- UK film poster
- Directed by: Anthony Kimmins
- Written by: Anthony Kimmins
- Produced by: Basil Dean Jack Kitchin
- Starring: George Formby Polly Ward Jack Hobbs
- Cinematography: Ronald Neame Gordon Dines
- Edited by: Ernest Aldridge
- Music by: Ernest Irving
- Production company: Associated Talking Pictures
- Distributed by: ABFD
- Release dates: November 1938; 9 December 1940 (New York);
- Running time: 87 minutes
- Country: United Kingdom
- Language: English

= It's in the Air (1938 film) =

It’s in the Air is a 1938 British comedy film written and directed by Anthony Kimmins and starring George Formby, Polly Ward and Jack Hobbs. The film was released in the United States with the alternative title George Takes the Air in 1940. The film depicts Great Britain's preparations for war with ARP warden training, mock air attacks dropping poison gas bombs and the deployment of antiaircraft weapons in the streets.

==Plot==
After George Brown is rejected as an air-raid warden, he wears his brother-in-law's Royal Air Force uniform and realises that his brother-in-law has left behind some very important papers in the pockets. He delivers the despatches to a nearby RAF station, whereupon George is mistaken for a despatch rider from headquarters. Although he becomes the butt of jokes from his corporal, George stays indefinitely at the RAF air base. He soon falls in love with the sergeant major's daughter Peggy, a base NAAFI girl, and when Corporal Craig, who also fancies her, discovers his real identity, he threatens to report George.

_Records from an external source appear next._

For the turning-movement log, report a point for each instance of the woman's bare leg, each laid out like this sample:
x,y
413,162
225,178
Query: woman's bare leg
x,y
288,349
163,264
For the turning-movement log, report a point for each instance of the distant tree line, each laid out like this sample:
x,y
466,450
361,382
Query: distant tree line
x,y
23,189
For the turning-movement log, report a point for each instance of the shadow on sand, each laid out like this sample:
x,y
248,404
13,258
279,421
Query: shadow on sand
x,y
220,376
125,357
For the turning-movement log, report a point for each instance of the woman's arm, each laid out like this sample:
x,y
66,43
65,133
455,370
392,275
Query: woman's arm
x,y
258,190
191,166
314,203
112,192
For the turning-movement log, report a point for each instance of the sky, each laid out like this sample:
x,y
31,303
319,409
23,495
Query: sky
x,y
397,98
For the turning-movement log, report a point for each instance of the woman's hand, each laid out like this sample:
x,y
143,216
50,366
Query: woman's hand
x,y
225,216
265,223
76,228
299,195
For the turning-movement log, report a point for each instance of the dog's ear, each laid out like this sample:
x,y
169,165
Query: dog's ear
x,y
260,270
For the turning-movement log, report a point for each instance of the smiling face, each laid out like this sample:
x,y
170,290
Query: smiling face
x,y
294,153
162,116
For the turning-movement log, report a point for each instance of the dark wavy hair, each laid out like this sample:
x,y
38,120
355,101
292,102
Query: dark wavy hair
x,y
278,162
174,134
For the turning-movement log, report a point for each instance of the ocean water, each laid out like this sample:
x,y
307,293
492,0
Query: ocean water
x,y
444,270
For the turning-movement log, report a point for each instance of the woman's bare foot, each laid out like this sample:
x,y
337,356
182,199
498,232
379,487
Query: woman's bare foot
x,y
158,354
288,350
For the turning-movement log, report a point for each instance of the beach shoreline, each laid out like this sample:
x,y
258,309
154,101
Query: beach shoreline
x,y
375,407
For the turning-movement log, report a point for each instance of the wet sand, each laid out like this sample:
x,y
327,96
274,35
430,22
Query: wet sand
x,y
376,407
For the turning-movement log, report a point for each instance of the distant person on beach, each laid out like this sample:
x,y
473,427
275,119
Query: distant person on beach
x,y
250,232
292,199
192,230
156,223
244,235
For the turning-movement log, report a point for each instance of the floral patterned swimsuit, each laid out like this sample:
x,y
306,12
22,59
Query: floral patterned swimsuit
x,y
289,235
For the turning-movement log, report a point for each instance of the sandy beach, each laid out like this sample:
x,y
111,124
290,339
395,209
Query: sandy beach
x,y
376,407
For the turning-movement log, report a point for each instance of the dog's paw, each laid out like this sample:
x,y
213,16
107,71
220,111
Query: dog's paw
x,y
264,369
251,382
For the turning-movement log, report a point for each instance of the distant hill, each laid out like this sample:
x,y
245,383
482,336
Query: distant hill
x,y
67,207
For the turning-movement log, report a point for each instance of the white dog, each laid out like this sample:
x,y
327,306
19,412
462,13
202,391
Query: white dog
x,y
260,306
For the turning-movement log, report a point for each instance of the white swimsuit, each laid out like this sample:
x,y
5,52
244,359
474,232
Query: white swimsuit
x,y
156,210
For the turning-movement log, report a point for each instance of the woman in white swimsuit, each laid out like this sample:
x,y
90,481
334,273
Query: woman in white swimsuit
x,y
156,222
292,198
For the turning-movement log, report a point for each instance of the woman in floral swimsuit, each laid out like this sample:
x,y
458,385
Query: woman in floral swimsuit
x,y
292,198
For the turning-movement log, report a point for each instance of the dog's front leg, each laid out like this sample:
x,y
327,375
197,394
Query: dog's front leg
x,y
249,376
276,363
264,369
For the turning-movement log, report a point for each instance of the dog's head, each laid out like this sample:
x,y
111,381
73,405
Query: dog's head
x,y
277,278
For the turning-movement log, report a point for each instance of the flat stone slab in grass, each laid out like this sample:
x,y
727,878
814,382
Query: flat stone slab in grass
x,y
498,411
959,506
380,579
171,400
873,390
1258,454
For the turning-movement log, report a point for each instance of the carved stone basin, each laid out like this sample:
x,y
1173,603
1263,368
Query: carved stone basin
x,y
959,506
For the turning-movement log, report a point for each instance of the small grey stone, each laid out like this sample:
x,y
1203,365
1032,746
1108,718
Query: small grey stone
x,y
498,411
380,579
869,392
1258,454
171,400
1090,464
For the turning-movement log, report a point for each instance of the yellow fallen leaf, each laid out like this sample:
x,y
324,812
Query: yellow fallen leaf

On the day of an annual inspection, George attempts to escape the base and finds himself in a Hawker Audax aircraft that is being readied for a test flight. While the inspector watches, George's aerial display is memorable and the inspector insists that George should be commended. George manages to land the aircraft and is accepted as a flyer by the RAF.

==Cast==

- George Formby as George Brown
- Polly Ward as Peggy
- Jack Hobbs as Corporal Craig
- Julien Mitchell as The Sergeant Major
- Garry Marsh as Commanding Officer Wing Commander Hill
- Ilena Sylva as Anne Brown
- Frank Leighton as Leading aircraftman Bob Bullock.
- C. Denier Warren as Sir Philip
- Michael Shepley as Adjutant
- Hal Gordon as Nobby Clark, mechanic
- Joe Cunningham as Flight Sergeant
- Jack Melford as Lt. Terry, pilot
- Eliot Makeham as Sir Philip's Gardener
- Esma Cannon as Sir Philip's Maid
- O. B. Clarence as Sir Philip's Gardener
- Philip Godfrey as 2nd. Ambulance Man
- Bryan Herbert as RAF Corporal Organising Concert
- Philip Ray as Airman with Shoe
- John Salew as RAF Radio Operator
- Jack Vyvian as Corporal in Ambulance

==Production==
It’s in the Air was partly produced at the former London Air Park in Feltham, Middlesex. The scenes of the air-raid exercise at the opening of the film are taken from the scenes of an aerial attack in Alexander Korda's Things to Come (1936).

The aircraft featured in It’s in the Air are:
- Hawker Audax (K8334) (K3081)
- Hawker Demon (K3947)
- Armstrong Whitworth Atlas (K1195)
- Blackburn B.2 (G-ADFN), (G-ADLF)
- Bristol Bulldog IIA (K3512)
The film's art direction was led by Wilfred Shingleton.

== Soundtrack ==
- "It's in the Air": Written by Harry Parr-Davies; performed by George Formby and the chorus

- "Our Sergeant Major": Written by George Formby, Harry Gifford and Fred E. Cliffe

- "They Can't Fool Me" Written by George Formby, Harry Gifford and Fred E. Cliffe; performed by George Formby

- "The Bell's of St Mary's": Music by A. Emmett Adams and lyrics by Douglas Furber; performed by an unidentified airman

==Reception==
In a contemporary review for The New York Times upon the film's American release, critic Bosley Crowther called It's in the Air "little more than a decidedly up-to-date slapstick farce" but wrote: "Folks who won't believe that the British are still able to laugh—those Britishers, that is, who dare to enter movie theatres—should catch it, if for no other reason than to bolster their admiration for these doughty island people. ... As a specimen of war-time culture it should not be overlooked."

In his 1984 book Celluloid Wings: The Impact of Movies on Aviation, aviation-film historian James H. Farmer described It’s in the Air as "[f]ast-paced, typically British slapstick humour."